About two days before the great event, the girls decorated the two big sitting-rooms on the ground floor which Miss Walters had said they could use, and when they had finished no ballroom ever looked prettier – even the girls said so.
Then at last came the morning of the great day, then the afternoon and then – the evening – and time for the girls to dress.
They had brought out their best party frocks for the occasion and the closest chums had compared colors carefully so that they would be sure not to “clash.” Billie was to wear pale green net with a touch of pink, Laura light blue, Connie had chosen a lovely rose pink that went well with her fluffy fairness, and Vi had decided on golden yellow that made her look like a queen. Rose Belser was dressed in an expensive black frock that was far too old for her but that set off her dark prettiness admirably.
There was Nellie Bane in white, and a number of other girls were in pretty frocks of varied hues. All were flushed and laughing and excited, and their happiness made every one of them pretty.
“Oh, aren’t I beautiful?” cried Laura with engaging frankness as she pirouetted before the mirror. Then she turned to Billie and hugged her rapturously. “And you’re gorgeous, honey,” she cried. “I see where we don’t get even a boy apiece to-night.”
The boys arrived early.
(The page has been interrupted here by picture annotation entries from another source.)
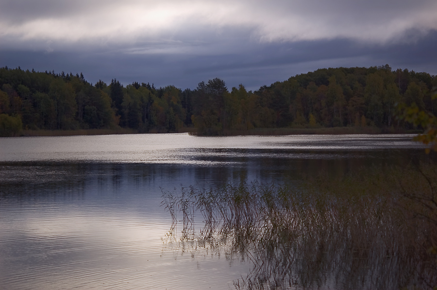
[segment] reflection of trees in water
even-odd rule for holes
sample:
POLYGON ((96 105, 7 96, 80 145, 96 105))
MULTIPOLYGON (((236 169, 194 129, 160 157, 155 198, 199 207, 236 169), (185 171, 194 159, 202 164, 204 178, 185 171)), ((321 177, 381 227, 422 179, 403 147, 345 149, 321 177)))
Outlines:
POLYGON ((252 270, 234 282, 237 289, 437 285, 426 251, 435 227, 411 218, 399 196, 306 192, 258 183, 191 187, 165 193, 163 203, 173 219, 170 233, 182 222, 185 244, 250 259, 252 270), (197 232, 198 212, 204 225, 197 232))

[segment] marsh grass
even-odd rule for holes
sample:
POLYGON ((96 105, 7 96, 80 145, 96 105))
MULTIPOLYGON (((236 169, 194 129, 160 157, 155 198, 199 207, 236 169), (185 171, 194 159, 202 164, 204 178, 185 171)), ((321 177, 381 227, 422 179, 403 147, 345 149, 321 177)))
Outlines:
POLYGON ((435 167, 421 165, 322 176, 299 188, 191 186, 164 192, 163 204, 170 235, 193 251, 208 247, 251 261, 237 289, 429 289, 437 285, 429 251, 437 244, 435 181, 435 167))

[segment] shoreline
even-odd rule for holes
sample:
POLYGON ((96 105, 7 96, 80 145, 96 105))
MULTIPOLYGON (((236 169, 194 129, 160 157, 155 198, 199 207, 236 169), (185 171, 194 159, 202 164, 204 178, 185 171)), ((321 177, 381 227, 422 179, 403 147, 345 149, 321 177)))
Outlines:
MULTIPOLYGON (((79 130, 23 130, 19 134, 20 137, 36 137, 50 136, 74 136, 87 135, 109 135, 141 134, 137 130, 119 128, 117 129, 88 129, 79 130)), ((159 134, 167 132, 151 130, 144 134, 159 134)), ((191 135, 205 136, 197 134, 194 128, 182 128, 176 132, 188 133, 191 135)), ((378 128, 376 127, 334 127, 330 128, 258 128, 248 130, 227 130, 221 136, 285 136, 285 135, 340 135, 353 134, 419 134, 420 130, 406 130, 393 128, 378 128)))

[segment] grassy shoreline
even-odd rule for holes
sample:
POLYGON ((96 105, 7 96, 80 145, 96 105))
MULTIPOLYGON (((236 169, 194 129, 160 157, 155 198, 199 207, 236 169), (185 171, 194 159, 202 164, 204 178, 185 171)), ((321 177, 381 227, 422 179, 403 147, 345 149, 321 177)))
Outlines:
MULTIPOLYGON (((188 133, 198 135, 195 128, 182 128, 176 133, 188 133)), ((399 130, 392 128, 376 127, 334 127, 332 128, 258 128, 248 130, 226 130, 222 136, 284 136, 301 135, 351 135, 351 134, 417 134, 420 131, 399 130)), ((109 135, 116 134, 138 134, 133 129, 118 128, 117 129, 88 129, 78 130, 23 130, 20 137, 73 136, 85 135, 109 135)), ((157 130, 151 130, 147 134, 166 133, 157 130)), ((199 135, 200 136, 200 135, 199 135)))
It was lucky that Billie could dance with only one boy at a time – or there might not have been “enough to go around.”
“I say, Billie,” Teddy cried once, waltzing her over into a corner and gazing at her wonderingly, “I never knew you could look like that. What is it, anyway? This green and pink thing?” lifting a piece of filmy net gingerly between his thumb and finger.
Billie looked up impishly in his face while one foot kept time with the music.
“Don’t ask me,” she said. “It’s because I’m so happy, I guess. Oh, come on, Teddy, let’s dance!”
It was some time later that the three classmates happened to find themselves together and alone.
“Desoited!” cried Laura dramatically. “Where’s yours, Billie?”
“Gone to get me some ice-cream,” said Billie.
“Wonderful,” cried Laura. “So has mine!”
“And mine!” added Vi.
They giggled happily for a minute and then Billie reached out and put an arm about each of her chums. She hugged them close, regardless of pretty frocks.
“Girls,” she said contentedly, “I think I’m the very happiest girl in the world.”
“Except me,” said Laura.
“And me!” echoed Vi. “And to think – ” she added, after they had contentedly watched the happy crowd for a few moments. “To think that in a few short weeks vacation will be here.”
“Well,” said Laura decidedly, “if we have any more fun this summer than we’ve had this winter, we’ll have to go some!”
“We shall indeed,” said Billie, happily.